Computational Methods for Tertiary RNA Folding and Novel RNA Design

RNA 三级折叠和新型 RNA 设计的计算方法

• 批准号: 0727001
• 负责人: Tamar Schlick
• 金额: $ 40万
• 依托单位: New York University
• 依托单位国家: 美国
• 项目类别: Standard Grant
• 财政年份: 2007
• 资助国家: 美国
• 起止时间: 2007-09-01 至 2013-09-30
• 项目状态: 已结题
• 来源: https://www.nsf.gov/awardsearch/showAward?AWD_ID=0727001&HistoricalAwards=false
• 关键词: Computational; Methods; Tertiary; RNA; Folding

Project Abstract (NSF 0727001)Computational Methods for Tertiary RNA Folding and Novel RNA DesignRecent discoveries have revealed RNA's wonderful capacity to form complex three-dimensional structures, as well as perform many molecular functions beyond storage of biological information. RNA's newly realized powers are being exploited in bioengineering and nanotechnology for design and application of biological sensors for detecting chemical compounds (for example, toxins), RNA enzymes for enabling faster chemical reactions, RNA switches for controlling protein synthesis in the cell, and RNA microarrays for monitoring gene expression. These advances in RNA science have relied mostly on experimental techniques (for example, X-ray crystallography). However, the systematic theoretical 3D structure determination and design approaches that have greatly benefited protein science are largely lacking for RNA. This void hampers the integration of experimental and theoretical tools required for advancing emerging RNA applications in bioengineering and nanotechnology. This research focuses on developing computational technologies for RNA 3D structure prediction and design. For RNA 3D structure prediction, the investigators study algorithmic development issues involving calculating and testing RNA statistical potentials, and developing/applying effective Monte Carlo conformational sampling algorithms coupled with the fragment assembly approach, a successful method for protein structure prediction. In particular, the investigators examine the role of multibody interactions in RNA 3D structure prediction. For RNA 3D design, the investigators focus on procedures for designing novel RNAs with tailored functions by a systematic computational approach. This work involves integrating RNA 2D/3D folding algorithms with advanced dynamics analysis tools (for example, QM/MM, transition path sampling) to screen and elucidate the structural, dynamical, and ligand-binding properties of designed RNAs. The computational tools for RNA 3D structure prediction and design resulting from the studies are being made available as a software package to the research community.

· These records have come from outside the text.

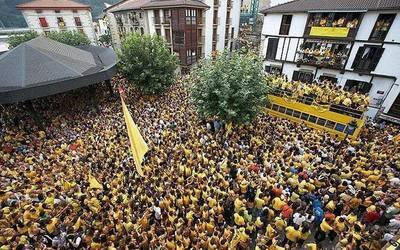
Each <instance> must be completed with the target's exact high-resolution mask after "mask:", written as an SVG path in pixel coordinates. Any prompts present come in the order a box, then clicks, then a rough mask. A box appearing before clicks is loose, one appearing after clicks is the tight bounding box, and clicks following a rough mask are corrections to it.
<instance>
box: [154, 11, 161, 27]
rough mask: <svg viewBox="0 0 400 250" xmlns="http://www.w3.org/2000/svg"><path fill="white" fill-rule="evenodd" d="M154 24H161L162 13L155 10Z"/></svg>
mask: <svg viewBox="0 0 400 250" xmlns="http://www.w3.org/2000/svg"><path fill="white" fill-rule="evenodd" d="M154 23H155V24H160V23H161V22H160V11H159V10H154Z"/></svg>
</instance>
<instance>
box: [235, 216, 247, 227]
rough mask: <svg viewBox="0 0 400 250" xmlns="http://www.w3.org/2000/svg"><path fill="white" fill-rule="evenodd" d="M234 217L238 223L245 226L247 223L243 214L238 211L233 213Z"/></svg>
mask: <svg viewBox="0 0 400 250" xmlns="http://www.w3.org/2000/svg"><path fill="white" fill-rule="evenodd" d="M233 217H234V218H235V224H236V225H238V226H243V225H244V224H245V222H244V218H243V217H242V216H240V215H239V214H238V213H235V214H234V215H233Z"/></svg>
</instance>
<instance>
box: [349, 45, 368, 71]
mask: <svg viewBox="0 0 400 250" xmlns="http://www.w3.org/2000/svg"><path fill="white" fill-rule="evenodd" d="M364 51H365V47H360V48H358V51H357V54H356V57H354V61H353V64H352V65H351V67H352V68H353V69H355V68H357V67H358V65H359V64H360V61H361V58H362V55H363V54H364Z"/></svg>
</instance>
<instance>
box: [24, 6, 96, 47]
mask: <svg viewBox="0 0 400 250" xmlns="http://www.w3.org/2000/svg"><path fill="white" fill-rule="evenodd" d="M17 8H18V9H19V10H21V12H22V15H23V16H24V18H25V21H26V23H27V25H28V27H29V28H30V29H31V30H34V31H36V32H38V33H39V34H45V33H48V32H51V31H57V32H63V31H79V32H82V33H84V34H86V35H87V36H88V38H89V39H90V41H92V43H95V42H96V40H97V39H96V34H95V29H94V25H93V21H92V14H91V12H90V6H89V5H85V4H81V3H77V2H73V1H70V0H45V1H43V0H35V1H32V2H28V3H25V4H20V5H17Z"/></svg>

项目摘要 (N​​SF 0727001)RNA 三级折叠和新型 RNA 设计的计算方法最近的发现揭示了 RNA 形成复杂三维结构的奇妙能力，以及执行除生物信息存储之外的许多分子功能的能力。 RNA 新实现的能力正在生物工程和纳米技术中被利用，用于设计和应用用于检测化合物（例如毒素）的生物传感器、用于实现更快化学反应的 RNA 酶、用于控制细胞中蛋白质合成的 RNA 开关以及 RNA 微阵列用于监测基因表达。 RNA 科学的这些进步主要依赖于实验技术（例如 X 射线晶体学）。然而，RNA 很大程度上缺乏使蛋白质科学受益匪浅的系统理论 3D 结构测定和设计方法。这一空白阻碍了推进生物工程和纳米技术中新兴 RNA 应用所需的实验和理论工具的整合。本研究重点开发用于 RNA 3D 结构预测和设计的计算技术。对于 RNA 3D 结构预测，研究人员研究了算法开发问题，包括计算和测试 RNA 统计势，以及开发/应用有效的蒙特卡罗构象采样算法以及片段组装方法（一种成功的蛋白质结构预测方法）。研究人员特别研究了多体相互作用在 RNA 3D 结构预测中的作用。对于 RNA 3D 设计，研究人员重点关注通过系统计算方法设计具有定制功能的新型 RNA 的程序。这项工作涉及将 RNA 2D/3D 折叠算法与先进的动力学分析工具（例如 QM/MM、转换路径采样）相集成，以筛选和阐明设计的 RNA 的结构、动力学和配体结合特性。研究产生的 RNA 3D 结构预测和设计的计算工具正在作为软件包提供给研究界。